The city's chief of detectives said Monday that police have a description of the gunman's car but have no one in custody for the death of Sincere Gaston in Englewood.
Police officials also reported little progress in the death of the second-youngest victim of gun violence over the weekend, 10-year-old Lena Marie Nunez, who was hit by a bullet inside her home in Logan Square when gang members a block away fired at rivals.
In this shooting too, police said they have a description of a car in the attack but no one in custody.
"You have a 1-year-old and a 10-year-old killed for no reason at all," Chief of Detectives Brendan Deenihan said at a news conference at police headquarters.
He called on the public to come forward. "We're going to need the help of the community," he said.
Police Superintendent David Brown said he struggles to make sense of the level of violence Chicago has seen every weekend since the end of May.
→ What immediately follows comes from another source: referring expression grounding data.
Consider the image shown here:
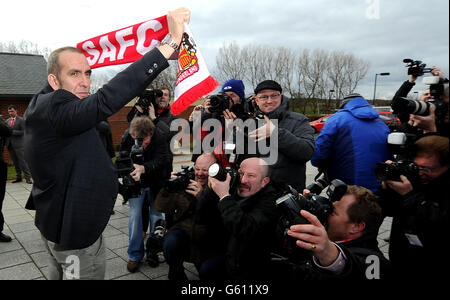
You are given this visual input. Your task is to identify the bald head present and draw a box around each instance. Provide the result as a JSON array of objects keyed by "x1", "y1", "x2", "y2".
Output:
[
  {"x1": 195, "y1": 153, "x2": 217, "y2": 187},
  {"x1": 238, "y1": 157, "x2": 270, "y2": 197}
]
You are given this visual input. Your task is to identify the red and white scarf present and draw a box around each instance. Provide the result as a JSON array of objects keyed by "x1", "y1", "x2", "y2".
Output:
[{"x1": 76, "y1": 16, "x2": 217, "y2": 115}]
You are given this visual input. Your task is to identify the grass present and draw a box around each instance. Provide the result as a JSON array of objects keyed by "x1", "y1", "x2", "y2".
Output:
[{"x1": 7, "y1": 165, "x2": 18, "y2": 181}]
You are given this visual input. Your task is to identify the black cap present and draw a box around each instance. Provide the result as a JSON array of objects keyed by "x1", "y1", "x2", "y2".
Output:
[{"x1": 254, "y1": 80, "x2": 282, "y2": 95}]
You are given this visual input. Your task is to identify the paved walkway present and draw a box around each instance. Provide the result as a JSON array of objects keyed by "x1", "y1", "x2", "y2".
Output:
[{"x1": 0, "y1": 156, "x2": 391, "y2": 280}]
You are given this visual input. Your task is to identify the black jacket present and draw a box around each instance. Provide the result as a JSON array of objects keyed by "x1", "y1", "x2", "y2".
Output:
[
  {"x1": 285, "y1": 233, "x2": 391, "y2": 280},
  {"x1": 24, "y1": 48, "x2": 169, "y2": 249},
  {"x1": 262, "y1": 97, "x2": 315, "y2": 192},
  {"x1": 119, "y1": 121, "x2": 171, "y2": 192},
  {"x1": 0, "y1": 119, "x2": 12, "y2": 162},
  {"x1": 215, "y1": 182, "x2": 282, "y2": 279},
  {"x1": 376, "y1": 170, "x2": 450, "y2": 278}
]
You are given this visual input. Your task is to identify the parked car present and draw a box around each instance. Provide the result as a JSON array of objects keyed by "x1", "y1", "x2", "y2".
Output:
[
  {"x1": 378, "y1": 111, "x2": 401, "y2": 131},
  {"x1": 310, "y1": 111, "x2": 401, "y2": 134},
  {"x1": 310, "y1": 114, "x2": 333, "y2": 133}
]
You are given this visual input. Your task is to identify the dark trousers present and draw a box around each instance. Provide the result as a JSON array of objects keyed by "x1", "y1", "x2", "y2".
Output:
[
  {"x1": 163, "y1": 229, "x2": 190, "y2": 280},
  {"x1": 0, "y1": 161, "x2": 7, "y2": 232}
]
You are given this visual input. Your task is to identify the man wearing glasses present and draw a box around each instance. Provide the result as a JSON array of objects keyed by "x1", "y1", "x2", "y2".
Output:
[
  {"x1": 250, "y1": 80, "x2": 315, "y2": 192},
  {"x1": 377, "y1": 134, "x2": 449, "y2": 278}
]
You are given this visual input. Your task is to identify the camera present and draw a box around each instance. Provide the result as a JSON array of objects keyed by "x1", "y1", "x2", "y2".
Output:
[
  {"x1": 209, "y1": 93, "x2": 231, "y2": 114},
  {"x1": 272, "y1": 178, "x2": 347, "y2": 264},
  {"x1": 375, "y1": 160, "x2": 420, "y2": 183},
  {"x1": 276, "y1": 178, "x2": 347, "y2": 227},
  {"x1": 136, "y1": 89, "x2": 163, "y2": 113},
  {"x1": 165, "y1": 166, "x2": 195, "y2": 192},
  {"x1": 115, "y1": 138, "x2": 145, "y2": 203},
  {"x1": 208, "y1": 163, "x2": 240, "y2": 193},
  {"x1": 403, "y1": 58, "x2": 432, "y2": 77}
]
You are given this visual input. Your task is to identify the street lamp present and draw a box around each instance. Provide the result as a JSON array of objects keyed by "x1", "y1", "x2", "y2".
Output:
[{"x1": 372, "y1": 72, "x2": 390, "y2": 105}]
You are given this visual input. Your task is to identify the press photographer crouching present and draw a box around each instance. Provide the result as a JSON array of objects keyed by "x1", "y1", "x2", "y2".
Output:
[
  {"x1": 154, "y1": 153, "x2": 221, "y2": 280},
  {"x1": 203, "y1": 157, "x2": 281, "y2": 279},
  {"x1": 376, "y1": 135, "x2": 449, "y2": 278},
  {"x1": 119, "y1": 116, "x2": 171, "y2": 273},
  {"x1": 391, "y1": 60, "x2": 449, "y2": 137},
  {"x1": 274, "y1": 179, "x2": 390, "y2": 280}
]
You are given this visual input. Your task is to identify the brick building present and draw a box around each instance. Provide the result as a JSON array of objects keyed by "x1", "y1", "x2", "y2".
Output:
[{"x1": 0, "y1": 52, "x2": 47, "y2": 164}]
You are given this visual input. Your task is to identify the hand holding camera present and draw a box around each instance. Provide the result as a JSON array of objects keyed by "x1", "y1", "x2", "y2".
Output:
[
  {"x1": 287, "y1": 210, "x2": 339, "y2": 267},
  {"x1": 208, "y1": 172, "x2": 232, "y2": 199},
  {"x1": 379, "y1": 160, "x2": 413, "y2": 196},
  {"x1": 185, "y1": 179, "x2": 204, "y2": 199}
]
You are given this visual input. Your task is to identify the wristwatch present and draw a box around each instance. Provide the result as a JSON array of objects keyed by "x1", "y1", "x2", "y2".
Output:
[{"x1": 161, "y1": 34, "x2": 180, "y2": 51}]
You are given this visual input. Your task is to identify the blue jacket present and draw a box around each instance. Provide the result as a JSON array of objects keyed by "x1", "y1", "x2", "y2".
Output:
[{"x1": 311, "y1": 97, "x2": 391, "y2": 192}]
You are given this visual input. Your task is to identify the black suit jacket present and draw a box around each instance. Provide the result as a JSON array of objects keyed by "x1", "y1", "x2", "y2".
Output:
[{"x1": 24, "y1": 48, "x2": 169, "y2": 249}]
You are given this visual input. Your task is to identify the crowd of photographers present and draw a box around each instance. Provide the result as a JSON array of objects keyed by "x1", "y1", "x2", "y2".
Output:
[{"x1": 114, "y1": 55, "x2": 448, "y2": 281}]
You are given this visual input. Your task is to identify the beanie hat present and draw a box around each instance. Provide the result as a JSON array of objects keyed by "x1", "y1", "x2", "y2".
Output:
[
  {"x1": 254, "y1": 80, "x2": 282, "y2": 95},
  {"x1": 222, "y1": 79, "x2": 246, "y2": 100},
  {"x1": 340, "y1": 93, "x2": 363, "y2": 109}
]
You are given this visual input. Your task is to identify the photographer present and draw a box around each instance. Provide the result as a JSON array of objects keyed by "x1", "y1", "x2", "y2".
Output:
[
  {"x1": 123, "y1": 116, "x2": 171, "y2": 273},
  {"x1": 249, "y1": 80, "x2": 315, "y2": 192},
  {"x1": 190, "y1": 79, "x2": 250, "y2": 168},
  {"x1": 286, "y1": 185, "x2": 390, "y2": 280},
  {"x1": 376, "y1": 135, "x2": 449, "y2": 277},
  {"x1": 154, "y1": 153, "x2": 219, "y2": 280},
  {"x1": 392, "y1": 63, "x2": 449, "y2": 137},
  {"x1": 206, "y1": 157, "x2": 281, "y2": 279}
]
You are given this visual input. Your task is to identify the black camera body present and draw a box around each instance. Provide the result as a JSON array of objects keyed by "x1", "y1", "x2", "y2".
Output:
[
  {"x1": 165, "y1": 166, "x2": 195, "y2": 193},
  {"x1": 116, "y1": 138, "x2": 145, "y2": 203},
  {"x1": 375, "y1": 160, "x2": 419, "y2": 183},
  {"x1": 136, "y1": 89, "x2": 163, "y2": 113},
  {"x1": 403, "y1": 58, "x2": 432, "y2": 77},
  {"x1": 276, "y1": 178, "x2": 347, "y2": 227},
  {"x1": 272, "y1": 178, "x2": 347, "y2": 264},
  {"x1": 208, "y1": 93, "x2": 231, "y2": 114}
]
This past weekend, at least 18 people were killed and another 48 were wounded. The previous weekend, at least 106 people were shot in Chicago, 14 of them fatally.
For the upcoming Fourth of July weekend, typically the most violent time in Chicago, the department plans to deploy 1,200 more officers on the street. For the same holiday weekend last year, the city deployed 1,500 officers.
"I struggle to make sense of the reckless gun violence that continues to take the lives of our young people," Brown said, mentioning several times that he has been on the job just eight weeks. "We all need to be outraged. I am pleading, please help us bring these murderers to justice. We cannot do this alone."
Brown complained that too many people are being released from jail on gun and drug charges, either on electronic monitoring or through low bonds. "When they have no consequence, violence continues."